Reversed and remanded.
At the very outset of the second hearing, the following colloquy occurred between the court and counsel (Mr. Walsh for petitioner and Mr. Setliff, the Assistant Attorney General, for respondent) (R. 138):
"Your Honor, this is the case of Tobby Quarrels, originally charged with five offenses of burglary. It was tried in Savannah, and there was a hearing in the District Court and it was appealed to the United States Court of Appeals on the inadequacy of counsel and was referred back here. At the time it was tried originally, as I understand, there was six months to a year or a few months left on one of the sentences, so he wasn't actually eligible but meanwhile between the time — when the appeal came around — well, he is actually now charged with four separate burglaries and in which Mr. Quarrels contends that he was in jail at the time the crime was committed. I think that is the gist —
"THE COURT: In other words, he had an alibi by being in jail?
"MR. WALSH: Yes, sir. The fact that he plead guilty to those at the time of the trial he claims that he was misled.
"THE COURT: All right. Your defense is that he plead guilty and therefore he had to be in court, is that it?
"MR. SETLIFF: That's correct, Your Honor, It was just a typographical error on the indictment."

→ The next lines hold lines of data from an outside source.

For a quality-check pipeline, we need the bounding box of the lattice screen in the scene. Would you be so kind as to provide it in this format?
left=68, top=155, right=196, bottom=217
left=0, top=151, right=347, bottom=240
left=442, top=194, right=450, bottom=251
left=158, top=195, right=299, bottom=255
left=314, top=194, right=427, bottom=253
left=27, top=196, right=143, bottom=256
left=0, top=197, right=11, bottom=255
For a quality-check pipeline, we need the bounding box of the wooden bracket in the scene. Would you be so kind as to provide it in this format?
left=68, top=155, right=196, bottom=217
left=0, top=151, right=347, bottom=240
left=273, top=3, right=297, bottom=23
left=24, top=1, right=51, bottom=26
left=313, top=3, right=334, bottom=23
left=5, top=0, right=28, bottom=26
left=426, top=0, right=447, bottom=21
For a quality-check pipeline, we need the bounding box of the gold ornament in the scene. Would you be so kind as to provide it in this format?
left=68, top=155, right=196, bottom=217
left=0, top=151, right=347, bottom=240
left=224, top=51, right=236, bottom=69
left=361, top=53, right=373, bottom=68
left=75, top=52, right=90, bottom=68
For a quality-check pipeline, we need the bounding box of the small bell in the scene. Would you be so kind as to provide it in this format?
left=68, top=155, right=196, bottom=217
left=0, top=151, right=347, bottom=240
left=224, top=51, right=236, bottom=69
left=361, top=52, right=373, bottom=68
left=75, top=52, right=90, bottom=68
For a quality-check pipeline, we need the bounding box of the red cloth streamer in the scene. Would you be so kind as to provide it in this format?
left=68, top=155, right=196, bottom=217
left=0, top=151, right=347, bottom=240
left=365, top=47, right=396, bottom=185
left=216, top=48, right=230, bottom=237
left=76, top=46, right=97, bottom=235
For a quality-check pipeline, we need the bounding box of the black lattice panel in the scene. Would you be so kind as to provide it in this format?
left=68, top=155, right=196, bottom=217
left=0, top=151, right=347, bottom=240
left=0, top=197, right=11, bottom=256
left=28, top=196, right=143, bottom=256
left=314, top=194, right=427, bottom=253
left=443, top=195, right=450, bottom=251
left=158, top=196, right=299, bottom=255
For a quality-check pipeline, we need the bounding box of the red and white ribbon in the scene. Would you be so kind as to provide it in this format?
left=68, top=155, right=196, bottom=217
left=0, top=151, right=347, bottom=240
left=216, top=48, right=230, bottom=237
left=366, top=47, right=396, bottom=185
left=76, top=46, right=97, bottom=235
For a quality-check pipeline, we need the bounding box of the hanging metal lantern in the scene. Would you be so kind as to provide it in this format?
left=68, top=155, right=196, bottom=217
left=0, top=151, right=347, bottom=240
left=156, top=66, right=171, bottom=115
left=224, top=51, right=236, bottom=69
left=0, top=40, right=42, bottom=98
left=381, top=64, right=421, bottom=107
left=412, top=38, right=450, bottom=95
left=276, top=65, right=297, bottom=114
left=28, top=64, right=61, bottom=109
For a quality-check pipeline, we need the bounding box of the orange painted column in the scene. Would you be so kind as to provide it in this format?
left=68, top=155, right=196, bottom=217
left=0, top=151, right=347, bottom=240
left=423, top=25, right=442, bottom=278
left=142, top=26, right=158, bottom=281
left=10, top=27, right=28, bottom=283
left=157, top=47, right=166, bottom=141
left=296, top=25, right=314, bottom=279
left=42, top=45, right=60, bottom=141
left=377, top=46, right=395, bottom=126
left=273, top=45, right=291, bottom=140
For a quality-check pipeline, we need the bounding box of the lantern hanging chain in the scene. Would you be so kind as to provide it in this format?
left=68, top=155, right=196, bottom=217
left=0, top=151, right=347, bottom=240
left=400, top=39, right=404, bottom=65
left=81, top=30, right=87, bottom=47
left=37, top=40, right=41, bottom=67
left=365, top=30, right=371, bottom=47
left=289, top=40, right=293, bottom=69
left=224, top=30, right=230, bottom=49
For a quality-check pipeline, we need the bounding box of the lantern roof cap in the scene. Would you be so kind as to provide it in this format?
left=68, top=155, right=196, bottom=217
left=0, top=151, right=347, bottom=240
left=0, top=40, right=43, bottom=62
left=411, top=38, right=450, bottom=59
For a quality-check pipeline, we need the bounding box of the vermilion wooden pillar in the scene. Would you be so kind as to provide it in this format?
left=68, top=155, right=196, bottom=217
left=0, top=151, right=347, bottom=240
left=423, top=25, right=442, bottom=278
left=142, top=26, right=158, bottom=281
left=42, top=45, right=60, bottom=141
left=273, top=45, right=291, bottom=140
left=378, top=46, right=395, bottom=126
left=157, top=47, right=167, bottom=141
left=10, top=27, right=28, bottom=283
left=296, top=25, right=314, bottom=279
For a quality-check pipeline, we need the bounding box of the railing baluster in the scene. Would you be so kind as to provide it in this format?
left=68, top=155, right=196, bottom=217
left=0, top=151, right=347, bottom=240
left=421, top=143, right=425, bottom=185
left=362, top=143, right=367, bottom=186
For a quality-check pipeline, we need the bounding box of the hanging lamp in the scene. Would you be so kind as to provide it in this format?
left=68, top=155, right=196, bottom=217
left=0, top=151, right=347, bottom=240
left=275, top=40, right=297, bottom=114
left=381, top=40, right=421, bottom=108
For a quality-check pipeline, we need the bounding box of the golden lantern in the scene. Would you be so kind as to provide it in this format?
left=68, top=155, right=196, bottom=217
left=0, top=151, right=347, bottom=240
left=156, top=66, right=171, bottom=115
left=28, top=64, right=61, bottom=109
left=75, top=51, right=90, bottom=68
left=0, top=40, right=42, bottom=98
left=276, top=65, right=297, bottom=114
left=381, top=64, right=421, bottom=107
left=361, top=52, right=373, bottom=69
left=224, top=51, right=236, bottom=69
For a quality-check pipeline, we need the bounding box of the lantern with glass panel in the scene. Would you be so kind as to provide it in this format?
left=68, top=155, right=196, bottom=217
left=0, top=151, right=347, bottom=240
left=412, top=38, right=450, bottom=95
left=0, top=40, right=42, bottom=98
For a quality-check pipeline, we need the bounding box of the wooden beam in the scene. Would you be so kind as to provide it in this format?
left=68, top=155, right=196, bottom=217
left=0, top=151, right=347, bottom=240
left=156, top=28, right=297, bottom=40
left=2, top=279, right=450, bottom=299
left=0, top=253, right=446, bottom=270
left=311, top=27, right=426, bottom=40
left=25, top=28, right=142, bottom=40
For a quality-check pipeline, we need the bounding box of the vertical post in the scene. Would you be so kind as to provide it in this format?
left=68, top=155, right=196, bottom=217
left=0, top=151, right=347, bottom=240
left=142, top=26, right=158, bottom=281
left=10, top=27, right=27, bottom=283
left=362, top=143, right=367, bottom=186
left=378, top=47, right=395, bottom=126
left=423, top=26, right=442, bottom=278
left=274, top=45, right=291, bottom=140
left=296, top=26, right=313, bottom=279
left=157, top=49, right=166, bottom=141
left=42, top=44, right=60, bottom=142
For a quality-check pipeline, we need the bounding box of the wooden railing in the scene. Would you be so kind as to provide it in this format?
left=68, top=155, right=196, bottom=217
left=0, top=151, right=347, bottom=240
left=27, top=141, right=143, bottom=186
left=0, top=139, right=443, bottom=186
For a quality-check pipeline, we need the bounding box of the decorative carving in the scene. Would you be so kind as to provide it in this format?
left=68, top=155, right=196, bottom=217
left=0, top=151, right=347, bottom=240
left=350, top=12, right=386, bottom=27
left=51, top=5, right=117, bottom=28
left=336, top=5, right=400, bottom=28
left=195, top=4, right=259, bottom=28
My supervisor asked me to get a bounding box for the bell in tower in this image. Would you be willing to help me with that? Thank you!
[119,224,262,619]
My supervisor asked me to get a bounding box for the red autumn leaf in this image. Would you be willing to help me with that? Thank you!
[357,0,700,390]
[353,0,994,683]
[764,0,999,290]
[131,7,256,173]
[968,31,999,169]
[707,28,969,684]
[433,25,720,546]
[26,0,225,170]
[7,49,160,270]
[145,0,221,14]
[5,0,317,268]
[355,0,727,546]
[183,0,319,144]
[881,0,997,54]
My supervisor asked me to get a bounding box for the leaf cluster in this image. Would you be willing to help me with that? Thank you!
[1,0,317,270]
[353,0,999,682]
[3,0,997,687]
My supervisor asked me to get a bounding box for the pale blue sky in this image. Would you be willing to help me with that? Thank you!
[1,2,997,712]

Shortly thereafter another colloquy between the court and counsel occurred as follows (R. 139):
"MR. SETLIFF: Not right now. Although he is my witness, it would seem to be improper at this point. The only thing to be determined, as I understand it, is the adequacy of counsel. This other thing about the mistake on the face of the indictment as to this prisoner being in jail at the time the crime was committed — of course, this is a second point that will come out, and we will have to question Mr. Collins on the stand, I guess, to see if he can clarify it.
"THE COURT: All right, we will take it all up.
"MR. WALSH: Well, that hasn't come out as far as I know.
"THE COURT: Well, we will take it all up. You may go ahead."
Finally, the court remarked — and we quote in pertinent part (R. 141):
"I am going into the question of the representative [sic] of this man, and also any other facts which you may present as to the opinion of the Circuit Court of Appeals with which you are familiar and which you just handed me."